Setiap peziarah memegang sebatang lilin menyala - sebagai peringatan akan nilai baptisme. Cahaya ribuan lilin di tangan peziarah membentuk suatu pemandangan yang sangat dramatis. Apalagi dililihat dari ketinggian. Suatu barisan cahaya lilin yang panjang. Bak tak putus-putusnya. Menakjubkan!
Prosesi yang sulit dilupakan itu diakhiri dengan doa Kredo dan Salam Maria, sebagai penghormatan terakhir kepada Perawan Maria. Setelah itu, para peziarah diberkati oleh Uskup atau Pastor yang hadir. Dan pelan-pelan pelataran sekitar Grotto pun kembali sepi.
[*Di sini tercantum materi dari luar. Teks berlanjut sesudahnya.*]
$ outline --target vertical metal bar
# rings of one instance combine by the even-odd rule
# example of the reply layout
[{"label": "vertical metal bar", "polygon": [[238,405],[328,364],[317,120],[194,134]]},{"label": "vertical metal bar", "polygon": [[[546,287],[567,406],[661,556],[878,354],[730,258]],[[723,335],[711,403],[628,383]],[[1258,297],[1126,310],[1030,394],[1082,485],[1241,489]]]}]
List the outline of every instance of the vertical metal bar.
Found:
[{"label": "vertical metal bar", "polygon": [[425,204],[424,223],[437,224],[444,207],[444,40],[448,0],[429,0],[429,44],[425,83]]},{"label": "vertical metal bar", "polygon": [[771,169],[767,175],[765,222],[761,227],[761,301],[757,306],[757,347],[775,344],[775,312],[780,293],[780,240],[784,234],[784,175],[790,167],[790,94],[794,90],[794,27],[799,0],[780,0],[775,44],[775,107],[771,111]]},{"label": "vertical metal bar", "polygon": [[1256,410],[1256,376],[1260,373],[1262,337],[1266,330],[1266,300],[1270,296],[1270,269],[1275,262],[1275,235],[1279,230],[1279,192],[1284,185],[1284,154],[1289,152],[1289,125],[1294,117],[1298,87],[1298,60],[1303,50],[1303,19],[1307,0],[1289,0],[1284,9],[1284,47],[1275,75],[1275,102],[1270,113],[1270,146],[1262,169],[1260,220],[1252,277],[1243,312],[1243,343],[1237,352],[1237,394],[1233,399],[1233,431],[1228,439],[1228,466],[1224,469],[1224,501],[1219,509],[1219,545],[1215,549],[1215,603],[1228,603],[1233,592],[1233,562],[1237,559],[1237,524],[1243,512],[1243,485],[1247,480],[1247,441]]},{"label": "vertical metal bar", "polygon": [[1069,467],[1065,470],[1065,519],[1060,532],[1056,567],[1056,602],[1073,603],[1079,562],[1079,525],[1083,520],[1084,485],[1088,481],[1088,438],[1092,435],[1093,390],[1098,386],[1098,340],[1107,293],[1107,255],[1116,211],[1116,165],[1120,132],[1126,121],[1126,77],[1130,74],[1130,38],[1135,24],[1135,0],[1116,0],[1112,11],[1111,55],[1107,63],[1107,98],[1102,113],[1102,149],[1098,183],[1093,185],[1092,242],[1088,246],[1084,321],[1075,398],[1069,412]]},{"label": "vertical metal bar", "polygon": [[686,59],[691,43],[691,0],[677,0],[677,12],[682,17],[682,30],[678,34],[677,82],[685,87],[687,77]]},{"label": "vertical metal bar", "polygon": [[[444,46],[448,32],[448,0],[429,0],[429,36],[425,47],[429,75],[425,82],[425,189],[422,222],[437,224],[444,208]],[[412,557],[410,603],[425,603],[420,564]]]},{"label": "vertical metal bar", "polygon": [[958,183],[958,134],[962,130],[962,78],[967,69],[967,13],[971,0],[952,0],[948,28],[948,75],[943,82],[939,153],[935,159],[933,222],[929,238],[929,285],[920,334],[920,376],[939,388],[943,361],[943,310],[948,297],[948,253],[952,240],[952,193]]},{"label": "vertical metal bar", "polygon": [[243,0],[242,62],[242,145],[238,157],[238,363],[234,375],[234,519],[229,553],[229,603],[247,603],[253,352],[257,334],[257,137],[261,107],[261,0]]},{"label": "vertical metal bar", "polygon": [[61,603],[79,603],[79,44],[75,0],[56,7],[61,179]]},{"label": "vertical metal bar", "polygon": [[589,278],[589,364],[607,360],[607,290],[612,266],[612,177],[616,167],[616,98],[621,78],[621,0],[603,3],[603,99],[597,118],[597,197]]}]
Malam di Lourdes masih cukup panjang. Kafe dan toko suvenir di sekitar hotel masih banyak yang buka hingga larut malam. Bersama seorang teman saya pun terdampar di sebuah kafe yang dipenuhi pengunjung dari berbagai negara. Dari Filipina sampai Meksiko. Para peziarah inilah yang ikut menghidupkan ekonomi lokal Lourdes. Sulit dibayangkan kala Lourdes kehilangan semua turisnya (baca: peziarah).
Lourdes boleh jadi tidak berubah banyak andaikan tidak terjadi keajaiban di Gua Massabielle. Adalah seorang gadis desa bernama Bernadette Soubirous yang kemudian merubah nasib kota ini. Dari sebuah desa menjadi kota tujuan ziarah umat Katolik dari seluruh dunia. Bahkan bisa dibilang paling terkenal di Eropa.
Setiap tahun sekitar 5 juta peziarah dari seluruh penjuru dunia datang dan berdoa di "Grotto of Massabielle". Di tempat inilah terjadi penampakan Bunda Maria pada tahun 1858. Seorang gadis kecil 14 tahun, Bernadette Soubirous (sekarang St. Bernadette), yang beruntung menerima anugerah penampakan itu.
Syahdan, pada hari Kamis, 11 Februari 1858, Bernadette, adiknya Toinette dan temannya Baloume, sedang mencari kayu ke Massabielle. Bernadette melihat seorang "Wanita berbaju putih" muncul di dalam gua. Ia lalu menceritakan penglihatannya. Tetapi, adiknya mengaku tidak melihat apapun.
Mendengar itu, Ibunya memarahi dan melarangnya kembali ke grotto. Namun, pada hari Minggu, 14 Februari, ayahnya mengizinkannya kembali ke sana. Dan terjadilah penampakan kedua. Berita itu pun menyebar dengan cepat ke seluruh desa.
Selanjutnya, Bernadette masih menerima berbagai penampakan berikutnya. Hingga pada tanggal 25 Maret, sudah terjadi penampakan yang ke-16. Saat itulah, "Wanita berbaju putih" itu akhirnya menyatakan siapa dirinya. "Akulah Perawan Suci," katanya.
Bernadette berlari ke desa dan melaporkan hal itu. Pastor Peyramale terpana mendengarnya. Pada tanggal 16 Juli, ketika Bernadette ke padang rumput di seberang jeram Le Gave, sekali lagi dia menerima penampakan. Inilah penampakan ke-18 atau yang terakhir. Bernadette mengaku, "Belum pernah saya melihatnya secantik itu".